Изобилие и аскеза в русской литературе: Столкновения, переходы, совпадения
Шрифт:
Психология ухода в монастырь Степана Касатского, отца Сергия из одноименного рассказа Толстого 1890-х годов, на первый взгляд не могла бы быть более прозрачной. Еще в первом абзаце читатель приближается к его «внутренней» мотивации: «Событие казалось необыкновенным и необъяснимым для людей, не знавших внутренних причин его; для самого же князя Степана Касатского все это сделалось так естественно, что он не мог и представить себе, как бы он мог поступить иначе» 255 . Внешним поводом ухода стало его разочарование в свете, когда он узнал, что у его невесты был роман с императором Николаем I. На самом же деле Касатский, уходя из мира, не преодолевает светские ценности, но продолжает жить по их логике, логике гордости и ревности. Рассказчик ссылается на сестру Касатского: «Она понимала, что он стал монахом, чтобы стать выше тех, которые хотели показать ему, что они стоят выше его. И она понимала его верно» 256 . Эта жажда реванша была хотя и доминирующим, но не единственным фактором. Уход в монастырь, как комментирует рассказчик, стал заодно и возвращением «к богу, к вере детской, которая никогда не нарушалась в нем» 257 . Однозначность в отрицательной оценке аскезы, таким образом, релятивируется. Рассказ Толстого, на первый взгляд утрированно тенденциозный, приобретает глубину именно за счет чередования подобных релятивизаций в, казалось бы, шаблонно антиаскетической аксиологии. Аскеза отбрасывается постепенно (это механизм, который мы уже видели у Чернышевского). Когда, где и как происходят очередные переоценки поведения Сергия?
255
Толстой Л. Н. Отец Сергий // Толстой Л. Н. Полн. собр. соч.: В 90 т. М.: ГИХЛ, 1954. Т. 31. С. 5.
256
Там же. С. 11. Курсив мой. – К. Ц. См.: «If one were acquainted only with the external details of Sergius’ life before his encounter with Marija, he would indeed appear to be a saint. By including analysis of the inner processes of Sergius’ mind, however, Tolstoy demonstrates that behavior and intent are not necessarily synonymous. In this highly effective fashion he attacks the institution of monasticism from within, as it were» (Ziolkowski M. Hagiographical Motives in Tolstoy’s Father Sergius // South Atlantic Review. 1982. № 47 (2). P. 74).
257
Толстой Л. Н. Отец Сергий. С. 11.
Рассказчик, что редко было замечено, настаивает на подлинности состояний отца Сергия: «…действительно, служба церковная, на которую он с трудом поднимался иногда поутру, давала ему несомненное успокоение и радость» 258 . Но, как оказывается, эта несомненность может обесцениться и пройти, она может стать «скучной». Отца Сергия переводят в столичный монастырь, где пробуждается его «гордость светская», как пишет ему старец. Тогда отец Сергий становится пустынником. В затворе он борется с сомнением и похотью:
258
Там же. С. 12.
Жизнь его была трудная. Не трудами поста и молитвы, это были не труды, а внутренней борьбой, которой он никак не ожидал. Источников борьбы было два: сомнение и плотская похоть. И оба врага всегда поднимались вместе. Ему казалось, что это были два разные врага, тогда как это был один и тот же 259 .
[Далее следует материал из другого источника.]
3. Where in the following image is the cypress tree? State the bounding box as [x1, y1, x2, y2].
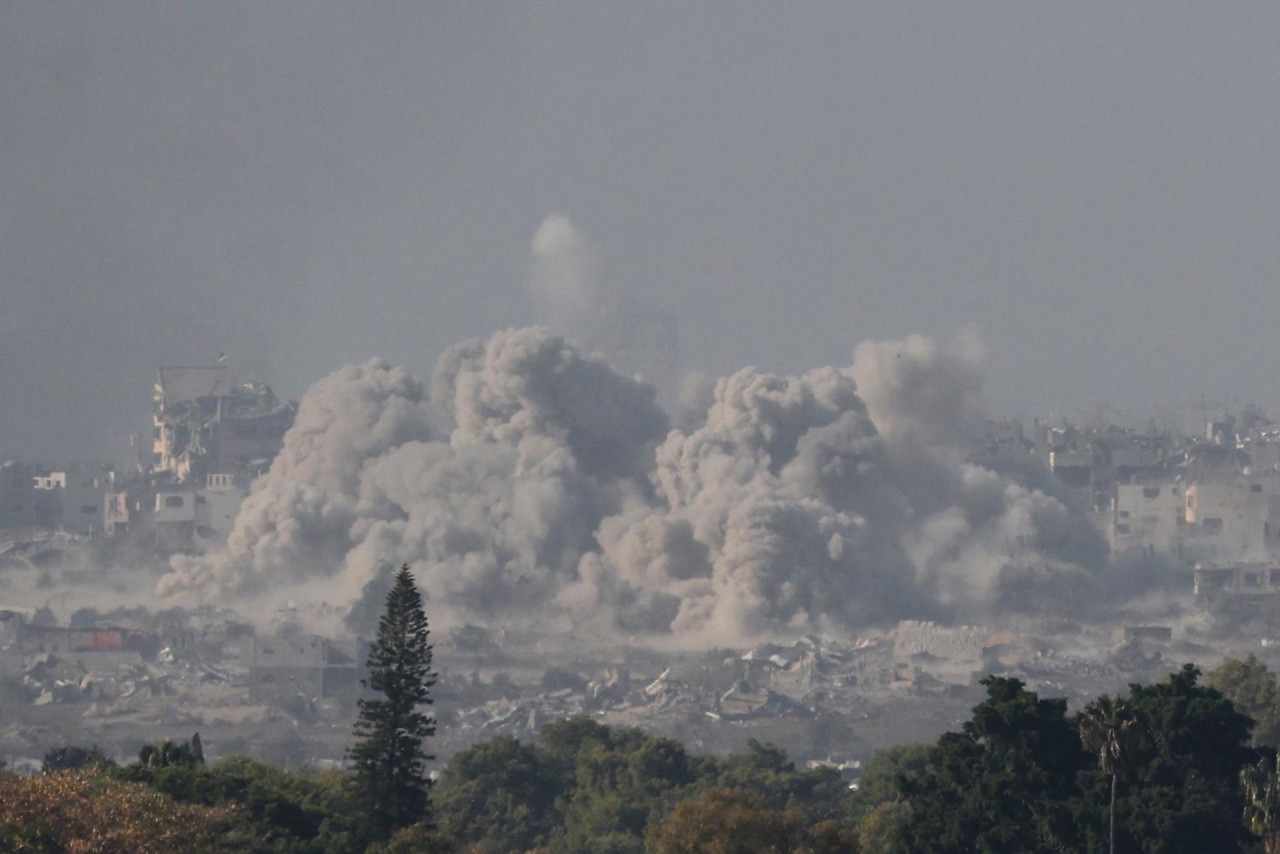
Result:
[348, 565, 435, 839]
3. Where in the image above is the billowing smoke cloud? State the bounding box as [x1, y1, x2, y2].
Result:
[526, 214, 620, 351]
[160, 320, 1106, 643]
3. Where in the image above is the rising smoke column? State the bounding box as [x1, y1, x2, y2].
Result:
[160, 329, 1106, 643]
[159, 215, 1106, 643]
[159, 329, 667, 621]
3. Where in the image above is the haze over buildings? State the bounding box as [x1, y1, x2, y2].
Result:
[0, 3, 1280, 462]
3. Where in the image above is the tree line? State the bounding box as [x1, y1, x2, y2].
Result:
[0, 567, 1280, 854]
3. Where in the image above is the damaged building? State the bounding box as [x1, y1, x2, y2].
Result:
[151, 365, 297, 483]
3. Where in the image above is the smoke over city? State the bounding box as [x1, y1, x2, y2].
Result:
[157, 216, 1107, 643]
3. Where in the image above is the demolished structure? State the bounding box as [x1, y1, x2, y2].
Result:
[151, 365, 297, 483]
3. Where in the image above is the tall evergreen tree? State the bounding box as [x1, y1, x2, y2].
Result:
[349, 565, 435, 839]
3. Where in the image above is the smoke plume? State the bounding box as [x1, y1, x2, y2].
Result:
[160, 323, 1106, 643]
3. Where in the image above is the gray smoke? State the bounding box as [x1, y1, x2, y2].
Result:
[160, 320, 1106, 643]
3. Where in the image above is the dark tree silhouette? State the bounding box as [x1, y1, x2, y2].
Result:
[349, 565, 435, 839]
[1080, 697, 1146, 854]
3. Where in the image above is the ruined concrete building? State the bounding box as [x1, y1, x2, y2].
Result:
[151, 365, 297, 483]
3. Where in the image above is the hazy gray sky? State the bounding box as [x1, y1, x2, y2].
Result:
[0, 1, 1280, 457]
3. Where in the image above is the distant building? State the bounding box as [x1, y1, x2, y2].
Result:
[241, 635, 367, 703]
[151, 365, 297, 483]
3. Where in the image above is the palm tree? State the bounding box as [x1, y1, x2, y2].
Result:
[1080, 697, 1146, 854]
[1240, 755, 1280, 854]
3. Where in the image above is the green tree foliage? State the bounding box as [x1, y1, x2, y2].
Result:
[891, 676, 1089, 854]
[646, 789, 805, 854]
[41, 745, 115, 773]
[887, 665, 1256, 854]
[1240, 757, 1280, 854]
[1207, 653, 1280, 746]
[1080, 697, 1147, 854]
[850, 744, 933, 816]
[114, 757, 367, 854]
[138, 732, 205, 768]
[351, 565, 435, 839]
[433, 736, 568, 854]
[1116, 665, 1257, 854]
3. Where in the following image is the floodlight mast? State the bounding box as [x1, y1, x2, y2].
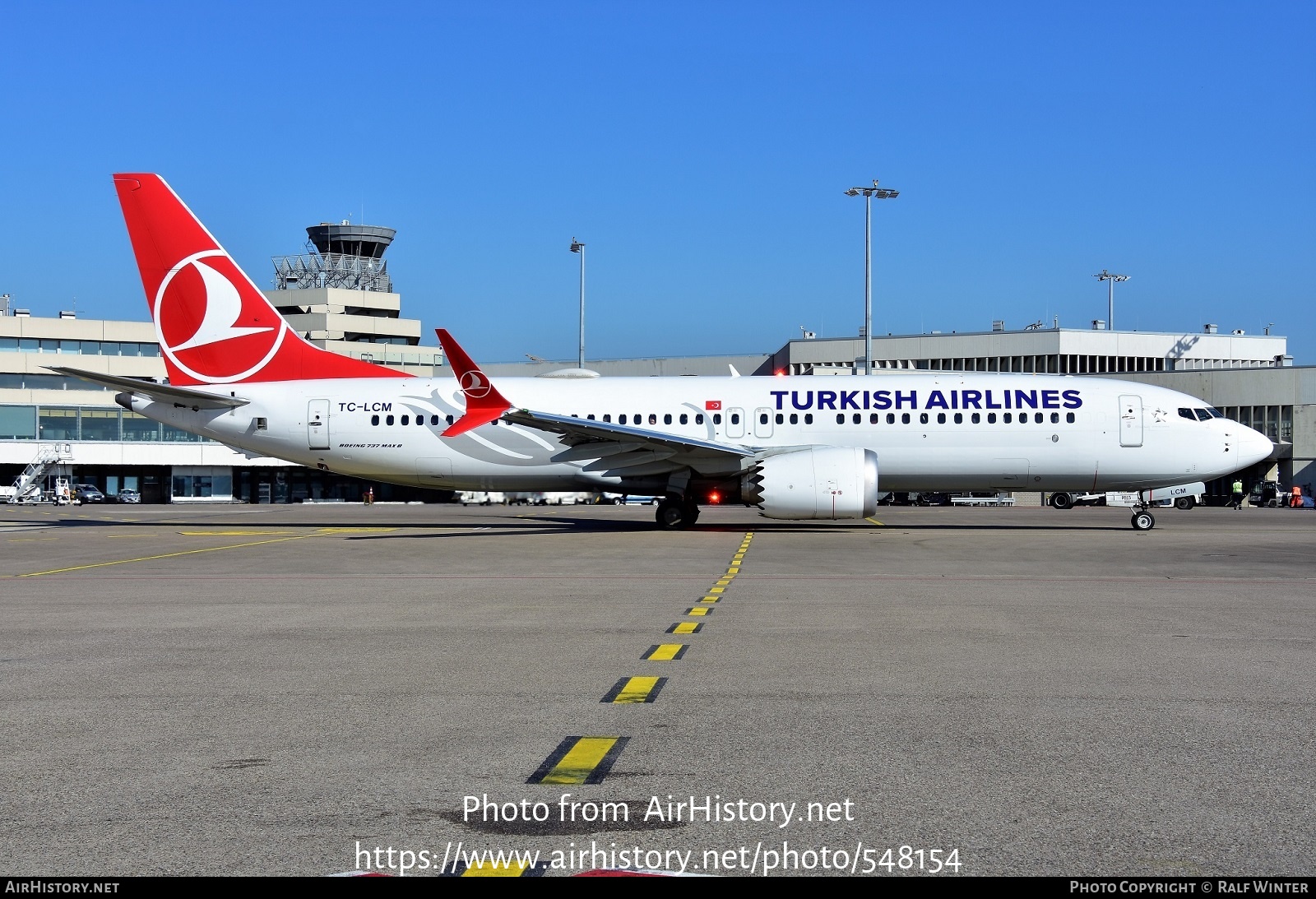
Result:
[845, 178, 900, 375]
[570, 237, 584, 368]
[1092, 268, 1129, 331]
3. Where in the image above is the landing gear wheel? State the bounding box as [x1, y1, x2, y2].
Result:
[654, 498, 689, 531]
[654, 496, 699, 531]
[1133, 509, 1156, 531]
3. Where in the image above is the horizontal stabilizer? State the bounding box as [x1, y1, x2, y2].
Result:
[46, 364, 252, 410]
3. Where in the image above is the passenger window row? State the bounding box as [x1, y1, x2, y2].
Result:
[370, 415, 452, 428]
[370, 410, 1073, 426]
[826, 412, 1077, 425]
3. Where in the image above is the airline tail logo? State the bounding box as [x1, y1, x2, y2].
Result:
[151, 250, 287, 384]
[461, 371, 492, 400]
[114, 173, 406, 387]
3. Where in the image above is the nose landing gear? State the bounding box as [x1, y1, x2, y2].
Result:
[1132, 507, 1156, 531]
[654, 496, 699, 531]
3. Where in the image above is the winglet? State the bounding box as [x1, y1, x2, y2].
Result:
[434, 327, 512, 437]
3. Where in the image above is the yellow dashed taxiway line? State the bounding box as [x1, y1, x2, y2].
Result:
[179, 531, 294, 537]
[526, 737, 630, 783]
[599, 678, 667, 706]
[640, 644, 689, 662]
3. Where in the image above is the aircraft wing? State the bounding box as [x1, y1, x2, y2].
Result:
[44, 364, 252, 410]
[436, 327, 763, 478]
[502, 410, 759, 475]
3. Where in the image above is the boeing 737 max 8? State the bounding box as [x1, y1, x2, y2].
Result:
[55, 174, 1272, 529]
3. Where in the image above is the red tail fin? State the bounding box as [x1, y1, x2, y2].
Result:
[434, 327, 512, 437]
[114, 174, 405, 386]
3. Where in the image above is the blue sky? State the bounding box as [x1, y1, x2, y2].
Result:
[0, 2, 1316, 364]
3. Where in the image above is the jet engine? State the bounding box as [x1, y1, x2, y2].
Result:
[741, 446, 878, 520]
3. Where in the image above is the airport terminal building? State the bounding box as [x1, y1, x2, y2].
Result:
[0, 242, 1316, 503]
[0, 222, 443, 503]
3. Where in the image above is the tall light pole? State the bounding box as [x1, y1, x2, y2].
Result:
[1092, 268, 1129, 331]
[571, 237, 584, 368]
[845, 178, 900, 375]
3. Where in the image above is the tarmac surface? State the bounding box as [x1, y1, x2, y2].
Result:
[0, 504, 1316, 877]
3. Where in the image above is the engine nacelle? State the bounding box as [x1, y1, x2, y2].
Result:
[741, 446, 878, 520]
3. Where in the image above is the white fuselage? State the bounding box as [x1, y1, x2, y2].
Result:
[132, 373, 1272, 493]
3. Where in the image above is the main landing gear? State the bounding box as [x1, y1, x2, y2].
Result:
[654, 496, 699, 531]
[1132, 507, 1156, 531]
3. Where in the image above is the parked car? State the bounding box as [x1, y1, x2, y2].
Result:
[74, 484, 105, 503]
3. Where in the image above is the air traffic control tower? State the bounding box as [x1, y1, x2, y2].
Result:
[265, 221, 443, 375]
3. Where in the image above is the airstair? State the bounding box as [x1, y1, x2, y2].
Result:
[9, 443, 74, 504]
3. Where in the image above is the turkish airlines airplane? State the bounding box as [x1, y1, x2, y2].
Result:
[53, 174, 1272, 531]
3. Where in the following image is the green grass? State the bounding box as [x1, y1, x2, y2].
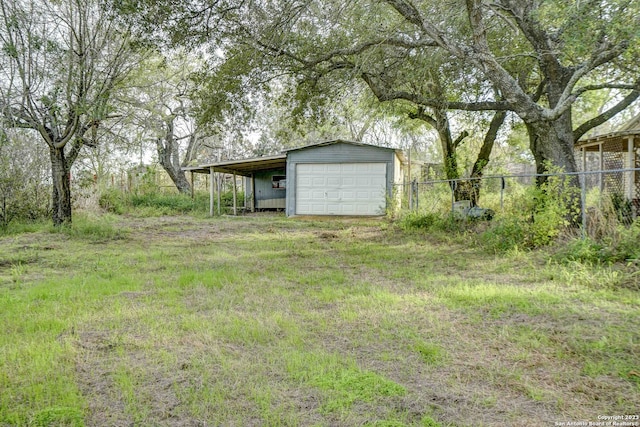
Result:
[0, 215, 640, 427]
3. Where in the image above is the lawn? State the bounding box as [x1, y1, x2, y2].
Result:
[0, 215, 640, 426]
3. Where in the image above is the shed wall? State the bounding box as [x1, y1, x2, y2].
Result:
[246, 169, 287, 209]
[286, 142, 401, 216]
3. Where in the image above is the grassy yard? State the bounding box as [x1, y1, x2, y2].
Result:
[0, 216, 640, 426]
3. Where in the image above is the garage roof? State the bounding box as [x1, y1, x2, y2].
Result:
[284, 139, 406, 163]
[182, 139, 406, 176]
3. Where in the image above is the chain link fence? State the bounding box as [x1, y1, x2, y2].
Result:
[397, 168, 640, 231]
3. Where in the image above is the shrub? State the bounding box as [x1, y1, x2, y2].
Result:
[555, 219, 640, 264]
[481, 168, 580, 251]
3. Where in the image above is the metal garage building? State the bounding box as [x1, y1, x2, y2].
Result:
[286, 140, 402, 216]
[185, 139, 404, 216]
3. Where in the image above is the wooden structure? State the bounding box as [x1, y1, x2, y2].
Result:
[575, 114, 640, 215]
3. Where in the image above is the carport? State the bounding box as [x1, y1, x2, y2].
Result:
[183, 154, 287, 216]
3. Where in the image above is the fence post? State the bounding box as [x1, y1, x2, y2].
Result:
[449, 179, 458, 220]
[580, 173, 587, 240]
[500, 176, 507, 213]
[405, 181, 413, 211]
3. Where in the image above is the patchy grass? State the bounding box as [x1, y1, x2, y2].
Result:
[0, 216, 640, 426]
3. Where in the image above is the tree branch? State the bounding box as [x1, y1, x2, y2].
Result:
[573, 90, 640, 142]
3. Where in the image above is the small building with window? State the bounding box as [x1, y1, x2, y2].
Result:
[575, 114, 640, 216]
[185, 140, 404, 216]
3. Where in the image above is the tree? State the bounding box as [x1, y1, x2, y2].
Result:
[228, 0, 640, 178]
[0, 0, 133, 225]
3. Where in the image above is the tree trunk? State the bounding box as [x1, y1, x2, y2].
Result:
[156, 130, 191, 194]
[49, 147, 71, 227]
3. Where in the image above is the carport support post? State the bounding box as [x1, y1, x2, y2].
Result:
[209, 167, 215, 216]
[233, 173, 238, 215]
[627, 136, 636, 201]
[216, 173, 224, 216]
[190, 171, 195, 200]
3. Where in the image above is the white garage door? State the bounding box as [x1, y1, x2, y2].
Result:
[296, 163, 387, 215]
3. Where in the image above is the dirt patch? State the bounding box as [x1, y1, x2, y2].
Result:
[73, 331, 200, 427]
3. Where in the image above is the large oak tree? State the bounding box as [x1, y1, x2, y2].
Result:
[239, 0, 640, 177]
[0, 0, 133, 225]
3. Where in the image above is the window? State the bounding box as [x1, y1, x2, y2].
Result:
[271, 175, 287, 190]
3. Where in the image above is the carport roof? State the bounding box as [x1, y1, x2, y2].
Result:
[182, 154, 287, 176]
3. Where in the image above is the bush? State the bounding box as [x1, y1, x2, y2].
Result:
[98, 189, 127, 215]
[555, 219, 640, 264]
[398, 211, 464, 232]
[481, 169, 580, 251]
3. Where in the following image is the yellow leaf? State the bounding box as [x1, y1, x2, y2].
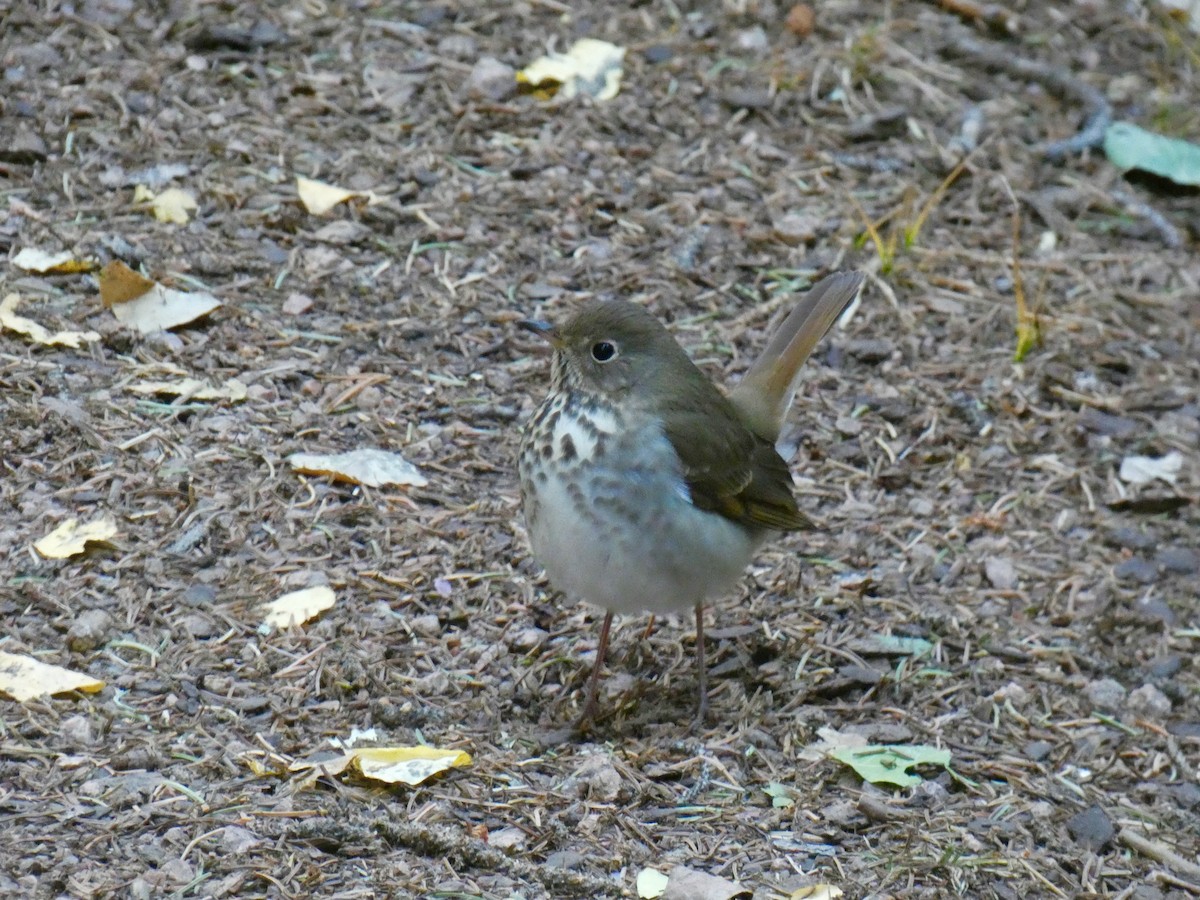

Аскеза – «поста и молитвы» – разоблачается здесь как чисто волевая и не составляет никакого настоящего «труда» такому амбициозному человеку, как Касатский. Она осуществляется легко (несмотря на суровость), дает подвижнику структуру жизни, но не доходит до сути его настоящих проблем. Тем не менее в Касатском все еще есть какая-то детская доверчивость. Уже упомянутые несомненность, радость и успокоение все еще возможны: «Он повторил свою детскую молитву: „Господи, возьми, возьми меня“, – и ему не только легко, но радостно-умиленно стало» 260 .
259
Толстой Л. Н. Отец Сергий. С. 19.
260
Там же. С. 20. Курсив мой. – К. Ц.
Тем не менее от соблазна красивой вдовой детская вера его не защищает, и он в знаменитой сцене отрубает себе палец. О том, что это своего рода метонимическая автокастрация, особо говорить не приходится. Примечательно скорее то, что именно после отрубания пальца народ начинает почитать отца Сергия как исцелителя. В монастыре этот культ поддерживается, так как становится источником прибыли. И отец Сергий, вольно-невольно принимая все больше и больше людей, «чувствовал <…> как иссякал в нем источник воды живой» 261 . Это значит, однако, в нем все еще был этот источник. Тогда он начал усиленно молиться – и «почувствовал себя опять спокойным и уверенным» 262 . Но после второго соблазнения, в этот раз успешного, несомненность религиозного чувства уже не возвращается: Касатский «хотел, как обыкновенно в минуты отчаяния, помолиться. Но молиться некому было. Бога не было» 263 . Путь его аскезы как ряд релятивизаций прежних «несомненностей» закончен.
261
Там же. С. 29.
262
Там же. С. 35.
263
Там же. С. 37.
От самоубийства спасает его уже не детская вера, а невольное воспоминание о «худенькой девочке Пашеньке», над которой он в детстве, как все, смеялся. Именно к ней, ничем, казалось бы, не примечательной женщине, он отправляется, чтобы исповедаться: «Я блудник, я убийца, я богохульник и обманщик» 264 . Неожиданно для него она в ответ говорит о себе: «Да я прожила самую гадкую, скверную жизнь, и теперь бог наказывает меня, и поделом, и живу так дурно, так дурно…» 265 А когда он спрашивает ее о церковной жизни, она отвечает: «Ах, не говорите. Уж так дурно, так запустила. С детьми говею и бываю в церкви, а то по месяцам не бываю. Детей посылаю» 266 . Она признается, что сама ленится ходить в церковь и молится «машинально». Именно в этом месте происходит аксиологический переворот в тексте: Пашенька, видимо, практически избегает аскезы, ее не касается. Она ни в каких целях не использует религию и ничего не ждет от нее. При этом она участвует в посте через внуков. Она сама не причащается, но через детей она тем не менее причастна церковной жизни.
264
Там же. С. 41.
265
Там же.
266
Там же. С. 43.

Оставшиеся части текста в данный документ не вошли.